The new federal carbon tax legislation doesn't just threaten consequences for naysayers, such as Saskatchewan, or serve as a flashpoint for a campaigning Jason Kenney in Alberta. It tightens the screws on friends in power, such as New Brunswick's Brian Gallant.
The premiers have been expecting it, but it's still got plenty of potential for conflict. The draft legislation that Environment Minister Catherine McKenna released Monday was 236 pages of complex regulatory mechanisms, but it all amounted to a thinly veiled threat to the provinces: impose your own carbon tax, or we'll impose this one.
For Mr. Trudeau's government, the threat – dubbed the "backstop" – is a necessary step to live up, in part, to its promises to act on climate change.
But it's going to have an interesting political impact in the provinces. If Mr. Trudeau's government follows through with fear or favour, it will put the squeeze on Liberal governments in New Brunswick and Nova Scotia.
The biggest winner in provincial politics might just be Ontario Progressive Conservative Leader Patrick Brown, waiting in the wings to take over power from a key Liberal ally: Ontario Premier Kathleen Wynne.
Only four provinces, Ontario, Quebec, Alberta and B.C., already have their own carbon-pricing schemes in place in a way that satisfies the criteria Ottawa has set. Many of the others are making elaborate motions to pretend they do, too.
New Brunswick's is the most transparent ruse. They announced that revenues from their existing gas tax would be devoted to climate change, thereby transforming it into – Presto! – a carbon tax.
Too bad that clashes with the criteria Ottawa has set for a carbon price – in particular, that it lead to an additional incremental incentive to reduce greenhouse-gas emissions.
"The way I read that, New Brunswick and Nova Scotia – the proposals they've put forward are not going to be sufficient," said Dale Beugin, executive director of Canada's Ecofiscal Commission.
Nova Scotia insists it is onside. The province proposed its own cap-and-trade system. Yet the language suggests the price on carbon will be low, and unlikely to increase much. That doesn't seem to be what was intended by Ottawa, which proposes a carbon price that starts at $10 a tonne and increases to $50 by 2022. The whole idea is to create an incentive to reduce emissions, and make it progressively more stringent.
Unless carbon-pricing is reduced to a cartoon, Mr. Trudeau's government is going to have to call foul on those Liberal premiers, and that's likely to be a political embarrassment for allies such as Mr. Gallant. There are two other Liberal-run provinces, Prince Edward Island and Newfoundland and Labrador, that will have to finally come up with a plan, too.

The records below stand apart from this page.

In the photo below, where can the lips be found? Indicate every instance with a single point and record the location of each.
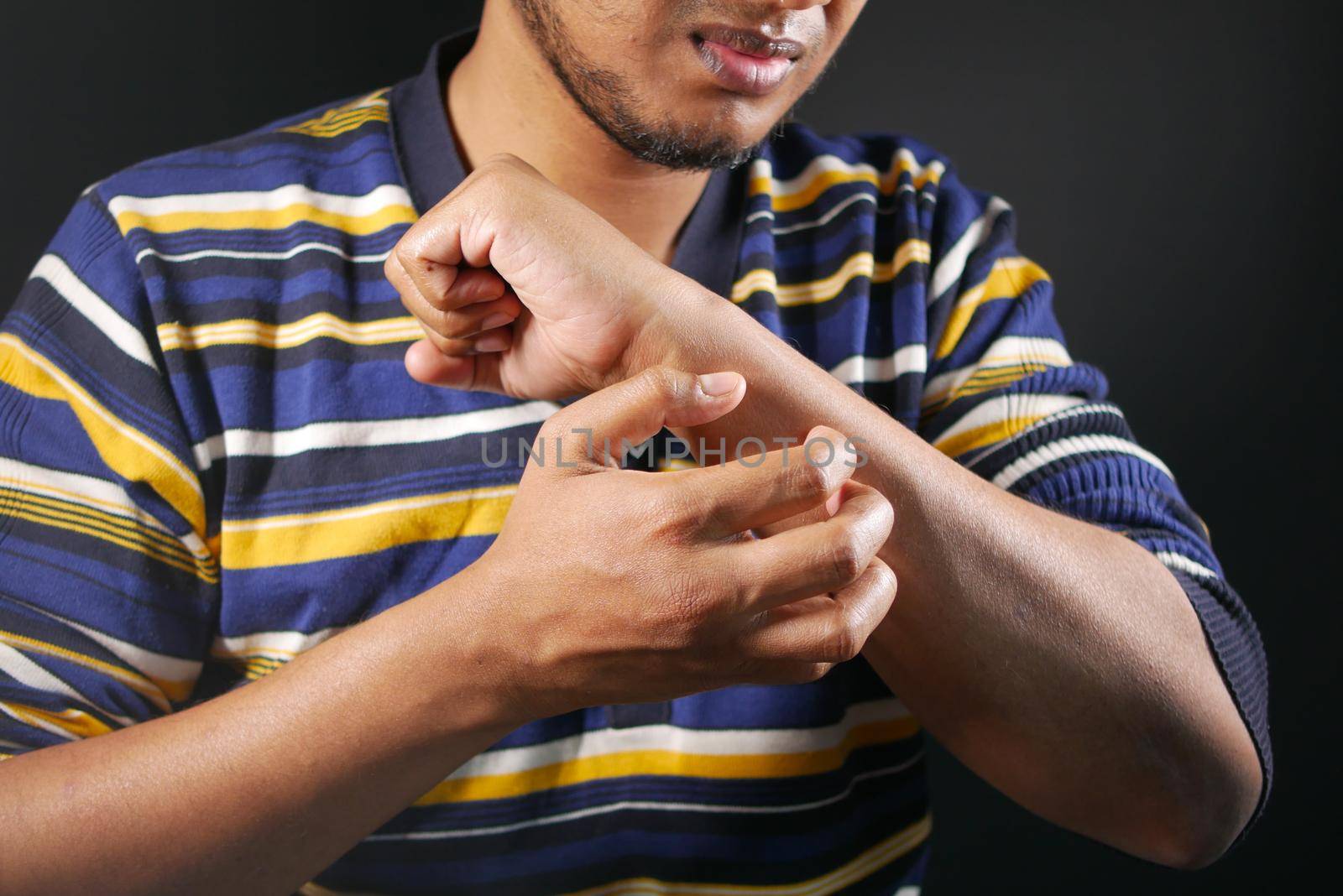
(745, 62)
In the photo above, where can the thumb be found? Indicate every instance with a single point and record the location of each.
(631, 411)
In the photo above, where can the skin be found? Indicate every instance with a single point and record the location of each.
(1137, 745)
(1114, 719)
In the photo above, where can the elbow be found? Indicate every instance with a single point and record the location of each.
(1195, 829)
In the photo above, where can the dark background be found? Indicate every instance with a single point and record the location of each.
(1174, 168)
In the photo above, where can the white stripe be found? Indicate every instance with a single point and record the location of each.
(911, 358)
(1014, 405)
(280, 197)
(1022, 467)
(829, 216)
(156, 667)
(651, 805)
(366, 434)
(953, 263)
(676, 739)
(828, 163)
(54, 270)
(277, 645)
(1186, 565)
(1049, 421)
(264, 257)
(1011, 351)
(31, 675)
(89, 491)
(38, 723)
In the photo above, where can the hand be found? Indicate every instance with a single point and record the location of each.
(624, 586)
(521, 289)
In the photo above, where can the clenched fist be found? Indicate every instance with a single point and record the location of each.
(521, 289)
(630, 586)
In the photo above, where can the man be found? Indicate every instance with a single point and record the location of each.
(255, 535)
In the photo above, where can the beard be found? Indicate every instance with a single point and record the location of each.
(611, 103)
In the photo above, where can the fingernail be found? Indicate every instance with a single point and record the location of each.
(492, 342)
(719, 384)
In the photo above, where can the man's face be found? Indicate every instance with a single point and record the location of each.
(688, 83)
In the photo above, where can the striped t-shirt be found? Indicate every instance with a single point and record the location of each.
(212, 457)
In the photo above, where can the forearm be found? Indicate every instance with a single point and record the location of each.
(1058, 659)
(262, 788)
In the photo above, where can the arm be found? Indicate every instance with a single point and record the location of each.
(109, 591)
(1058, 660)
(259, 789)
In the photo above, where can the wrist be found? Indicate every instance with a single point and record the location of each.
(673, 331)
(458, 656)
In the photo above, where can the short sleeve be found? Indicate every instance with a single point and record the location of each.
(1005, 399)
(107, 582)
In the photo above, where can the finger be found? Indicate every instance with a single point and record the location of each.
(463, 320)
(598, 428)
(825, 629)
(760, 490)
(817, 558)
(425, 362)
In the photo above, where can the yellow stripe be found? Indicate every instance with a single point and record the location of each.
(284, 336)
(807, 194)
(80, 497)
(666, 762)
(828, 287)
(886, 852)
(269, 219)
(302, 538)
(136, 539)
(986, 435)
(125, 450)
(152, 688)
(333, 125)
(980, 381)
(332, 118)
(73, 721)
(1007, 279)
(116, 524)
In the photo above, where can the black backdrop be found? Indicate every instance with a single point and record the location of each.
(1173, 167)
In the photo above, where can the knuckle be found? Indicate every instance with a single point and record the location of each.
(805, 672)
(662, 381)
(807, 477)
(454, 325)
(843, 642)
(846, 557)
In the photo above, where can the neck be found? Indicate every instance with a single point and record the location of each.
(504, 98)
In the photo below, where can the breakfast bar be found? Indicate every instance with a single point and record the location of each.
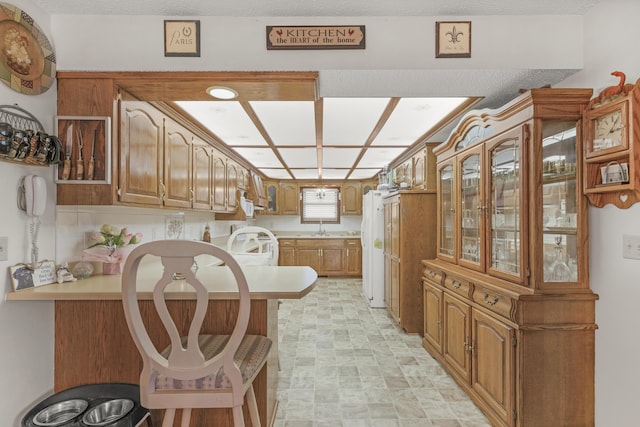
(93, 343)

In Manitoba, Progressive Conservative Premier Brian Pallister has imposed a $25-a-tonne carbon tax, meaning the province will be compliant with the federal rules for the first two years – and then, presumably, clash with Ottawa.

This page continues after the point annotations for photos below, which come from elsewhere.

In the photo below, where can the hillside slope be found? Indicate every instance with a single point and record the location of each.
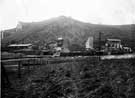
(74, 32)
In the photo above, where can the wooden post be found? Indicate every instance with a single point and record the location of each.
(19, 69)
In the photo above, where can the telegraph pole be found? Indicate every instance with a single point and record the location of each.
(99, 47)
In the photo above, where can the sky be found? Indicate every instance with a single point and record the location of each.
(112, 12)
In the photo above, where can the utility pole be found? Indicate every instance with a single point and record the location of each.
(99, 47)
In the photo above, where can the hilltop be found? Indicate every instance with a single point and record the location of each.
(74, 32)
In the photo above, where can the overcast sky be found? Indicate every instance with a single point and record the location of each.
(114, 12)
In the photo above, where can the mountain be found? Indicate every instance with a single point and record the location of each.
(74, 32)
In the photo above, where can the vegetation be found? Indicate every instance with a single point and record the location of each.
(84, 79)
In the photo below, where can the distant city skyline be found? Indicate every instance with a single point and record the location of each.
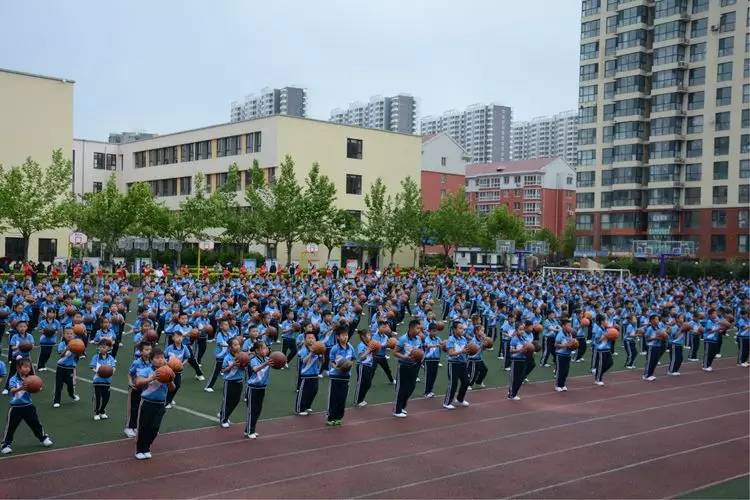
(169, 76)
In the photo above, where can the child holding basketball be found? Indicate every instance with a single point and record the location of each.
(66, 367)
(309, 369)
(257, 380)
(101, 383)
(22, 409)
(153, 396)
(231, 372)
(341, 359)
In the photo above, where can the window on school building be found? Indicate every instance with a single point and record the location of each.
(354, 148)
(353, 184)
(252, 142)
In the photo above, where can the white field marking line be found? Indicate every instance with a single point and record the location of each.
(236, 441)
(624, 382)
(634, 464)
(709, 485)
(448, 448)
(304, 476)
(123, 391)
(243, 440)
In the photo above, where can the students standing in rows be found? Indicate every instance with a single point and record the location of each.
(408, 370)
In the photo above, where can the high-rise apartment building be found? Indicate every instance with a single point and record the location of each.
(546, 137)
(664, 125)
(482, 130)
(290, 101)
(396, 113)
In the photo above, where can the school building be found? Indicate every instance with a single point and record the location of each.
(36, 117)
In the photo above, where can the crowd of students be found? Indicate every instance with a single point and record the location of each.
(451, 321)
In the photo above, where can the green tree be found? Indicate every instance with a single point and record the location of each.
(375, 223)
(454, 223)
(32, 198)
(568, 242)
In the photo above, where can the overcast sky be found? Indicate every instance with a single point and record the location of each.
(164, 66)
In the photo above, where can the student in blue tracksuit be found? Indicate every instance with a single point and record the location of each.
(258, 371)
(365, 368)
(66, 366)
(743, 338)
(432, 349)
(309, 369)
(177, 349)
(654, 344)
(408, 370)
(21, 408)
(630, 342)
(49, 327)
(102, 384)
(232, 374)
(151, 410)
(602, 348)
(677, 340)
(563, 352)
(518, 358)
(341, 358)
(134, 392)
(458, 380)
(220, 351)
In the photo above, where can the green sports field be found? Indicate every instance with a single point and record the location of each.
(72, 424)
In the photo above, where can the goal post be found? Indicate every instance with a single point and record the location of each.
(622, 273)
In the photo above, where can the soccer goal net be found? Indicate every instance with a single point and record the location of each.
(549, 271)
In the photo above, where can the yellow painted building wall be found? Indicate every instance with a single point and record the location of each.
(36, 117)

What about those Tories farther west, who are kicking and screaming about any carbon tax? Saskatchewan's Brad Wall made refusing to adopt any such thing a point of pride, but he'll be replaced later this month by a new Saskatchewan Party leader. Yet the new leader isn't likely to suffer if they follow Mr. Wall's ways – why not kick and scream, blame Ottawa for imposing carbon-pricing in your province, then pocket the revenue?

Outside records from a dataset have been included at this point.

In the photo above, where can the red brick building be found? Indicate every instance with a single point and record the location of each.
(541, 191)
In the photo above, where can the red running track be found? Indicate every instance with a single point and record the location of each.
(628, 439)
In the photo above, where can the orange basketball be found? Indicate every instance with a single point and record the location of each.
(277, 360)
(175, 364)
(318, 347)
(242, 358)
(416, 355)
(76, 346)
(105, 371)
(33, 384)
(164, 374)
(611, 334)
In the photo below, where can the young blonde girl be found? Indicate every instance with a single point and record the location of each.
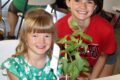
(33, 54)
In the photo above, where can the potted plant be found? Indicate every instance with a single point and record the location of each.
(72, 63)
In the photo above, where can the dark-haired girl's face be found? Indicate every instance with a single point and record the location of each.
(81, 9)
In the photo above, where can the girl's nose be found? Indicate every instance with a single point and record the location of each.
(41, 39)
(82, 5)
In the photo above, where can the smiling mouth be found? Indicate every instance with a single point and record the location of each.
(41, 46)
(82, 12)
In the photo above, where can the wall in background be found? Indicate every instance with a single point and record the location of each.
(108, 4)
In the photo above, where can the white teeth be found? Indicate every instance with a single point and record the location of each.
(40, 46)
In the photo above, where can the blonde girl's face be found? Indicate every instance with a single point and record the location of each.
(39, 43)
(81, 9)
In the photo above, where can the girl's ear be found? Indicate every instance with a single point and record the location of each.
(68, 3)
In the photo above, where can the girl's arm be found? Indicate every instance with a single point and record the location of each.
(12, 76)
(98, 66)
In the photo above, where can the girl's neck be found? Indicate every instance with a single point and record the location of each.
(82, 24)
(37, 61)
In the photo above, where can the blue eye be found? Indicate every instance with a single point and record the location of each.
(77, 0)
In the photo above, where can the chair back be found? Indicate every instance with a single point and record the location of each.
(7, 48)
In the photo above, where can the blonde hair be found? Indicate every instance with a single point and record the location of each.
(39, 21)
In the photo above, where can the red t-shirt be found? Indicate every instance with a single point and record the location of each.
(100, 29)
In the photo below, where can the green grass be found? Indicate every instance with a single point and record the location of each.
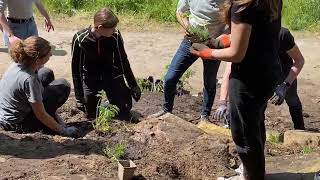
(297, 14)
(301, 14)
(116, 152)
(162, 11)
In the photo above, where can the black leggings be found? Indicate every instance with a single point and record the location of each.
(247, 126)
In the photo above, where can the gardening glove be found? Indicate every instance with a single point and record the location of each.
(280, 93)
(80, 104)
(193, 38)
(70, 132)
(136, 93)
(202, 51)
(223, 41)
(222, 111)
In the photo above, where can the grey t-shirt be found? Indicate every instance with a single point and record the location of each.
(203, 13)
(19, 9)
(19, 87)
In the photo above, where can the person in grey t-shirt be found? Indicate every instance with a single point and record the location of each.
(196, 14)
(29, 95)
(19, 23)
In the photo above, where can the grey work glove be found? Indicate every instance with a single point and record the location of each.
(222, 111)
(280, 93)
(70, 132)
(136, 93)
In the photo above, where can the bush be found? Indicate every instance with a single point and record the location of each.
(301, 14)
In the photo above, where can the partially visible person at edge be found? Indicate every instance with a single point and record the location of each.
(203, 14)
(29, 96)
(291, 61)
(19, 22)
(99, 62)
(255, 73)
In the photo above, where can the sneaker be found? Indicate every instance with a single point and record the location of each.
(204, 118)
(157, 114)
(239, 169)
(239, 177)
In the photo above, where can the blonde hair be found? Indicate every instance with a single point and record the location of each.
(27, 51)
(106, 18)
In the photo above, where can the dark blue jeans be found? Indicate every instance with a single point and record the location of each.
(295, 107)
(182, 60)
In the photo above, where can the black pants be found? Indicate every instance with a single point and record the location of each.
(295, 107)
(247, 126)
(116, 90)
(55, 94)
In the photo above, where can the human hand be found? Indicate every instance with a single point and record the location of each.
(222, 111)
(280, 93)
(223, 41)
(202, 51)
(48, 25)
(136, 93)
(70, 132)
(13, 39)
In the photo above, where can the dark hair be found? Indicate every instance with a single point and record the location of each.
(27, 51)
(271, 5)
(106, 18)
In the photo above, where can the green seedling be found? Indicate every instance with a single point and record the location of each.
(104, 115)
(117, 152)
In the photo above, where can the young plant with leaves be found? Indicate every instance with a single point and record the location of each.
(116, 152)
(104, 115)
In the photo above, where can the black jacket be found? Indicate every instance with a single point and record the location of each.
(104, 57)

The same applies to Alberta's Mr.Kenney, the United Conservative Party Leader running against Alberta Premier Rachel Notley's carbon tax. He can run against a Liberal PM, too, and threaten to take the feds to court, and maybe get political mileage out of the whole thing.
The biggest potential winner could just be the last guy that Mr. Trudeau's Liberals want to help this year: Ontario PC Leader Patrick Brown, who is preparing to take on Ms. Wynne in a June election.
Mr. Brown has struggled with his own climate policy – to win over the political middle, he has to have some kind of plan, but carbon taxes anger a sizable portion of his party's own antsy political base. He has promised a carbon tax, but stayed vague on details, even though Ms. Wynne's cap-and-trade system will probably keep the carbon price lower. Yet Mr. Trudeau's "backstop" gives him an easy-to-explain carbon-price policy: Ontario will have to have a carbon price, at the level Ottawa demands, and voters can forget the details. Mr. Trudeau's carbon-price backstop might just back up political adversaries more than friends.